A greve dos rodoviários do Rio entrou no terceiro nesta quarta-feira (01), sob uma ordem judicial que determina 80% da frota de ônibus na cidade. O município conta com cerca de 3.600 coletivos, e 80% desse contingente equivale a 2.880 carros, mas às 6h, porém, o Rio Ônibus, sindicato que representa as viações, afirmou que apenas 1.500 veículos estavam rodando (nem metade da frota).
Uma nova audiência de conciliação foi marcada para esta manhã, e passageiros voltaram a relatar demora nos pontos e terminais.

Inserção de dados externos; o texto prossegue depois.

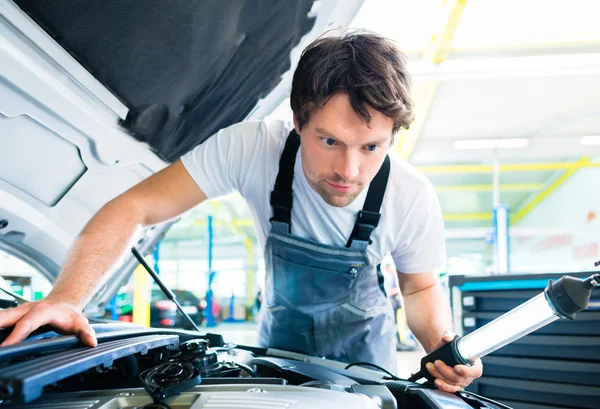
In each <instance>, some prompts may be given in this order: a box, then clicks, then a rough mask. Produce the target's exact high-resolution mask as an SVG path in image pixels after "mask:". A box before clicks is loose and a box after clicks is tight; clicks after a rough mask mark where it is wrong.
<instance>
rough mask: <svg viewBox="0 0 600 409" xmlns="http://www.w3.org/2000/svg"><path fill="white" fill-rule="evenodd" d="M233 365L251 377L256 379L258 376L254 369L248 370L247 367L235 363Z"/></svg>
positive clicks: (244, 365) (237, 363) (245, 366)
mask: <svg viewBox="0 0 600 409" xmlns="http://www.w3.org/2000/svg"><path fill="white" fill-rule="evenodd" d="M235 364H236V365H237V366H239V367H240V368H242V369H243V370H244V371H246V372H248V375H250V376H251V377H253V378H258V374H257V373H256V372H255V371H254V369H252V368H250V367H249V366H248V365H244V364H238V363H237V362H236V363H235Z"/></svg>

TST determinou operação de 80% da frota
Na noite desta terça-feira (30), o presidente do Tribunal Superior do Trabalho (TST), ministro Luiz Philippe Vieira de Mello Filho, atendeu o pedido da Prefeitura do Rio para ampliar a circulação dos coletivos durante este período e impôs o percentual de 80%.
Na decisão, o ministro disse que o transporte coletivo é um serviço essencial e que a manutenção de apenas 50% da frota, como anteriormente indicado em liminar, “representava risco à ordem e à segurança pública, além de comprometer o direito de ir e vir da população”.
A Prefeitura do Rio ficará responsável por fiscalizar, por meio dos sistemas eletrônicos de monitoramento da operação, o cumprimento da decisão judicial, e em caso de descumprimento, foi fixada multa diária de R$ 100 mil para o sindicato dos trabalhadores.
O TST também determinou que, caso fique comprovado eventual conluio entre o sindicato dos trabalhadores e o sindicato patronal para prejudicar os cofres públicos, a penalidade será estendida ao sindicato patronal e elevada para R$ 200 mil por dia para cada uma das entidades.